In order for such an implementation to work, each static chain must be notified when the forward pass has ended (or when the forward pass is started) so that all cached schedules can be made available for use again. In the current implementation, this is accomplished by calling the backward() method on a loss variable in the model. This is expected to handle the typical use cases. However, in some models it may be necessary to perform multiple forward passes before calling backward(). In such a case, to signel to a static chain that the forward pass (and the iteration) has ended, call my_chain.schedule_manager.end_forward(). The schedule_manager attribute of a static chain is an instance of a class called StaticScheduleFunction that will be available after the chain has been called.

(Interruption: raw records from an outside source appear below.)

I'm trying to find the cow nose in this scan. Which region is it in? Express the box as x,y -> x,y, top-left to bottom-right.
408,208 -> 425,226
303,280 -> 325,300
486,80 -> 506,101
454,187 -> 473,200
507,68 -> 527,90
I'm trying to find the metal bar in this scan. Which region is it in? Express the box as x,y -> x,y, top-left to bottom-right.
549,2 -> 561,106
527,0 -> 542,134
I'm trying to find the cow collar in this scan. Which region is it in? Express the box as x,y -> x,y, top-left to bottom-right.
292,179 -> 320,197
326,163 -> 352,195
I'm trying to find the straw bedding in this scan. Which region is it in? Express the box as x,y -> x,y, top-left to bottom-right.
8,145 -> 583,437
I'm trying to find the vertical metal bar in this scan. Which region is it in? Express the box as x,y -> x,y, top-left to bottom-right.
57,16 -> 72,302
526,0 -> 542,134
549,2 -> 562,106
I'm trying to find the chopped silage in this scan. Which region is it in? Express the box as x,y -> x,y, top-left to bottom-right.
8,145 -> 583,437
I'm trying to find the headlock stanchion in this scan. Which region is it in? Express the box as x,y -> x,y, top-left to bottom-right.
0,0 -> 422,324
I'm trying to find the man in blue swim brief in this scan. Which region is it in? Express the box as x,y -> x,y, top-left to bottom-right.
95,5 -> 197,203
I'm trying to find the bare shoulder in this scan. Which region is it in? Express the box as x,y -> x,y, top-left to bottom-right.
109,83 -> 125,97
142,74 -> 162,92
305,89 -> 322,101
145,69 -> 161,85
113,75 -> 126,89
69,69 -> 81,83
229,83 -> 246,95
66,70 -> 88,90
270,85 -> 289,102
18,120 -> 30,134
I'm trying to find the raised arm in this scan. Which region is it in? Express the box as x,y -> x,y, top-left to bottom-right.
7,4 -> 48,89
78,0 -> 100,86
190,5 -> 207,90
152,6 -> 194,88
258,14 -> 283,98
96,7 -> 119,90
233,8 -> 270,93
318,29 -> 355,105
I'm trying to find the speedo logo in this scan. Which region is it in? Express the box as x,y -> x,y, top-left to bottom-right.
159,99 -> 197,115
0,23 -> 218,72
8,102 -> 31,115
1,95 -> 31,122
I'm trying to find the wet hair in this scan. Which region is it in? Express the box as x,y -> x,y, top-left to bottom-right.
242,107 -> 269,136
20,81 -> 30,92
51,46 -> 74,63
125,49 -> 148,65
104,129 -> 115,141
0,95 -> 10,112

Effects on model debugging¶

Note that since the code in the static chain’s __call__() only runs during the first iteration, you will only be able to debug this code as define-by-run during the first iteration. It is assumed that if the chain is actually is static, any problems in its define-by-run code should be apparent during the first iteration and it should not be (as) necessary to debug this code in later iterations. However, this feature does provide some functionality to help with debugging. For example, it is possible to obtain and inspect the current static schedules. It is also possible to directly step through the code of the static schedule if you wish (by debugging the forward() method of StaticScheduleFunction in static_graph).

Limitations and future work¶

Optimization switches to let the user select the trade-off between runtime performance and memory usage: The current implementation achieves its speedups mainly by reducing the amount of Python code that needs to run, but does not yet implement advanced optimizations for memory usage or runtime performance. Ideally, the user should be able to adjust performance tuning parameters to control the trade-off between memory consumption and runtime performance.
Incompatibility with GRU and LSTM links: This feature requires that all input variables to a chain need to explicitly appear in the arguments to the chain’s __call__() method. However, the GRU and LSTM links with state maintain variable attributes of the chain for the RNN state variables. Design changes to support such links and/or modifications to these links are being considered. These links may still be used with the current implementation, as long as the corresponding RNN is unrolled inside of a static chain. For an example of this, see the modified ptb example at examples/static_graph_optimizations/ptb
Memory usage: The current implementation caches all static schedules which can lead to high memory usage in some cases. For example, separate schedules are created when the training mode or mini-batch size changes.
Advanced graph optimizations: Advanced optimizations such as fusion of operations is not yet implemented.
Constraints on arguments to a static chain: The current version requires that all input variables used inside __call__() of a static chain must either appear in the arguments of this method or be defined in the define-by-run code. Furthermore, any variables that appear in the arguments list must appear by themselves or be contained inside a list or tuple. Arbitrary levels of nesting are allowed.
Model export: In the case where the complete computation graph for the model is static, it should be possible in principle to export the static schedule in a format that can be run on other platforms and languages. One of the other original motivations for this feature was to support exporting static Chainer models to run on C/C++ and/or optimize the static schedule execution code in Cython/C/C++. However, it seems that ONNX is now fulfilling this purpose and there is a separate ONNX exporter already in development for Chainer. Perhaps these two features can be merged at some point in the future.
Double-backward support: This feature was designed to support double-backward (gradient of gradient) but it has not been tested.

Examples¶

For additional examples that use this feature, refer to the examples in examples/static_graph_optimizations.